6 Şubat depremlerinin 11 ilde yarattığı tahribata dikkat çeken Bursa Su Kolektifi tarafından yapılan basın açıklamasında sanayi bölgelerinin kentlerin dışına taşınması gerektiği ifade edildi.
Bursa Su Kolektifi üyeleri Çevre Şehircilik İklim Değişikliği İl Müdürlüğü önünde basın açıklaması yaparak deprem sonrası tehlikeli maddeler barındıran işletme ve hastaneler, maden atık barajları yaşamı tehdit ediyor dedi.
Endüstriyel bölgelerden uzak yaşayanlar için (ki hava akımları nedeniyle bu uzaklık göreceli bir rahatlık sağlayacaktır) depremde başka tehlikeler söz konusu denilen açıklamada, “Enkazlarda ağır metaller, kurşun, civa, küf mantarları, radon gazı, asbest gibi tehlikeli maddeler bulunuyor denilen açıklamada, “Hastanelerde; Sınıf 6.2 Bulaşıcı Maddeler, Basınçlı Tüpler, Sınıf 7 Radyasyon Yayan Maddeler (Radyoloji bölümleri, Nükleer Tıp bölümleri), Diğer Tehlikeli Maddeler bulunabilir. Bu bölgeler için de depreme yönelik gerekli tedbirler alınmalı ve paylaşılmalıdır. Bursa gibi sanayi merkezi olan illerimizde; Demirtaş, Ataevler, Özlüce, Nilüfer, Gürsu, Barakfakih vb. sanayi bölgeleri yerleşim alanları ile iç içe geçmiştir ve genellikle zemini sağlam olmayan alanlardadır. TÜPRAŞ gibi uluslararası normlarda bir tesis bile depremde bu kadar hasar alabiliyorsa; sanayi bölgelerindeki fabrikaları, doğalgaz çevrim santrallerini düşünmek dahi istemiyoruz. Güvenmediğimiz evlerimizde yıkıntılar altında kalabileceğimizi düşünüyoruz. Ama bir ihtimal arama kurtarma ekiplerinin gelip bizi kurtaracağını, oysa AKSA örneğinde olduğu gibi zehirli gazların dağılması halinde o bölgeye arama kurtarma ekipleri giremeyecek; depremden kurtulan zehirlenerek can verecek” denildi.

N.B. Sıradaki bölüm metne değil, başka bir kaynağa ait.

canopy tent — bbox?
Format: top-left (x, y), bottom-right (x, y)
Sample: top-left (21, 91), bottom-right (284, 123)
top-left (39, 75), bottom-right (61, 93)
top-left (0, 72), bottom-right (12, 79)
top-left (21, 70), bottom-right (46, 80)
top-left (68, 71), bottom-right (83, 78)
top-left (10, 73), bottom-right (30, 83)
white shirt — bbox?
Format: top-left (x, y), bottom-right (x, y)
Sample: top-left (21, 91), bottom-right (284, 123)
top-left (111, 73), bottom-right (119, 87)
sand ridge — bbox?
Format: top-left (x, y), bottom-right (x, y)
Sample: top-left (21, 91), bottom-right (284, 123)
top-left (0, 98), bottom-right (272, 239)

Artık bu topraklarda yaşayan kadim topluluklardan ve yakın geçmişimizden ders alarak; gelişen teknolojiyi de kullanılarak, anlık kaç ton ve hangi sınıfta tehlikeli maddenin nerede olduğunu belirleyebilecek otomasyon sistemlerinin kurulması; KKDİK, U-ETDS gibi otomasyon sistemlerinin sıkı bir denetim mekanizması ile uygulamaya girmesini ve deprem anında acil eylem planları ve ekiplerinin oluşturulmasını talep ediyoruz vurgusu yapılan açıklamada, “Acilen sanayi bölgeleri ile yaşam alanları birbirinden uzaklaştırılmalı; sanayi tesisleri uygun alanlara devlet teşviki ile taşınmalı; sadece kar odaklı ve aşırı tüketime yönelik vahşi kapitalist üretim anlayışından vazgeçip, temel ihtiyaç planları yapılarak sanayi alanları küçültülmelidir ve kurulması planlanan yeni sanayi tesislerinden vazgeçilmelidir. Bu konu çok geniştir. Kısa, orta ve uzun vadede tüm bakanlıkların koordineli olarak tedbirler alması ve geliştirmesi gerekmektedir. Acilen yapılması gerekenlerle ilgili onlarca sorumuzu bakanlıklara yönelttik, cevaplarını bekliyoruz. Sanayi tesisleri ile iç içe yaşayan tüm halkımıza sesleniyoruz. Gelin birlik olalım, tehlikeli madde kullanan sanayi bölgelerini şehirlerimizin dışına çıkaralım” ifadeleri kullanıldı.